Ma a essere sempre più interessati all’area artica sono i cinesi, sin dalla pubblicazione del Libro bianco sull’Artico nel 2018 nel quale Pechino si autodefiniva “Paese quasi-artico” ed evidenziava così il crescente ruolo che intende svolgere nella regione.
Lo Stato norvegese possiede il 99,5% delle Svalbard e ha reso grande parte del territorio, compreso Søre Fagerfjord, area protetta in cui sono vietati, tra le altre cose, la costruzione e il trasporto motorizzato. Ovviamente i venditori dell’appezzamento non la pensano così.
Cosa dicono i venditori: la Cina è interessata
Secondo il loro avvocato, Per Kyllingstad, l’accordo “è una buona soluzione, perché ci stiamo occupando del clima e non ci sono aspetti di sicurezza qui”. “È l’ultimo terreno privato delle Svalbard e, a nostra conoscenza, l’ultimo terreno privato nell’Alto Artico del mondo”, ha aggiunto.
Kyllingstad tuttavia ha riconosciuto con Afp che “i cinesi sono naturalmente potenziali acquirenti, poiché da tempo mostrano un interesse reale per l’Artico e le Svalbard”, e ha confermato di aver ricevuto “segnali concreti di interesse” dal Dragone.

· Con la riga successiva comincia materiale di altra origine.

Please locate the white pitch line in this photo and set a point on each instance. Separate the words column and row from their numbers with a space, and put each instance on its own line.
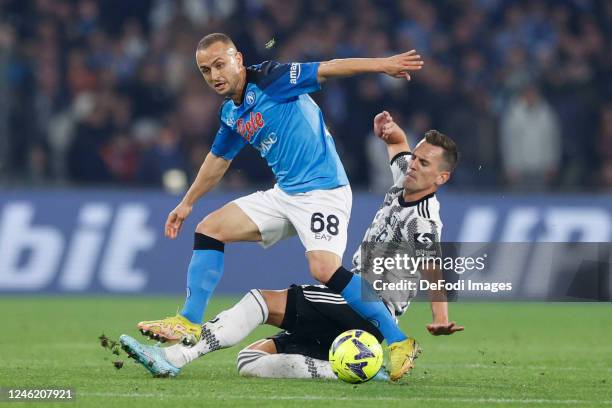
column 512, row 367
column 532, row 401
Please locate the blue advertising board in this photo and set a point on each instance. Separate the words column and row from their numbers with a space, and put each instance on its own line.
column 99, row 241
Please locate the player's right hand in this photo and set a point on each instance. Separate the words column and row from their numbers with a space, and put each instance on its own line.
column 175, row 220
column 379, row 120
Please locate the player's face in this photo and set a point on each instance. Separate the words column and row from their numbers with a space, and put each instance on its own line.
column 426, row 171
column 221, row 66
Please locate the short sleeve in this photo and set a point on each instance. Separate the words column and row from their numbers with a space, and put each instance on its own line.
column 399, row 167
column 286, row 81
column 227, row 144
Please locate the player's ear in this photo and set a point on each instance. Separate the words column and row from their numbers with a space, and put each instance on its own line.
column 442, row 178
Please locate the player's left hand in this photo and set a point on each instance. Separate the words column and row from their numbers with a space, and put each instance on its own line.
column 439, row 329
column 398, row 66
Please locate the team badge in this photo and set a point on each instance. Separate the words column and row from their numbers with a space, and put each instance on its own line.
column 250, row 98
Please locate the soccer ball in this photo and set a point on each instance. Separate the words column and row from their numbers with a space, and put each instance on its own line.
column 355, row 356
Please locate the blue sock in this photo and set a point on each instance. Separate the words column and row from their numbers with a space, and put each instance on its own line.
column 203, row 275
column 370, row 308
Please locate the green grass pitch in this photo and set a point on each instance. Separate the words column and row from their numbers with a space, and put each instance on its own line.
column 511, row 354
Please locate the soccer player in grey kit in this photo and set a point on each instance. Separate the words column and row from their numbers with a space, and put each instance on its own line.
column 311, row 316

L’Unione europea di fronte alla sfida artica
L’Unione europea non è firmataria diretta del Trattato delle Svalbard, e la Norvegia non è un suo Paese membro, ma è comunque coinvolta e ‘obbligata’ a riflettere sul ruolo dell’Artico per la sicurezza comune, la governance internazionale e la tutela ambientale. Le tensioni tra Norvegia, Cina e Russia dunque si inseriscono in una più ampia rivalutazione del posizionamento europeo nelle zone polari. La politica artica dell’Ue, che enfatizza l’approccio sostenibile, deve ora confrontarsi con logiche di potenza e sicurezza, fino a pochi anni fa più sotterranee e meno incalzanti.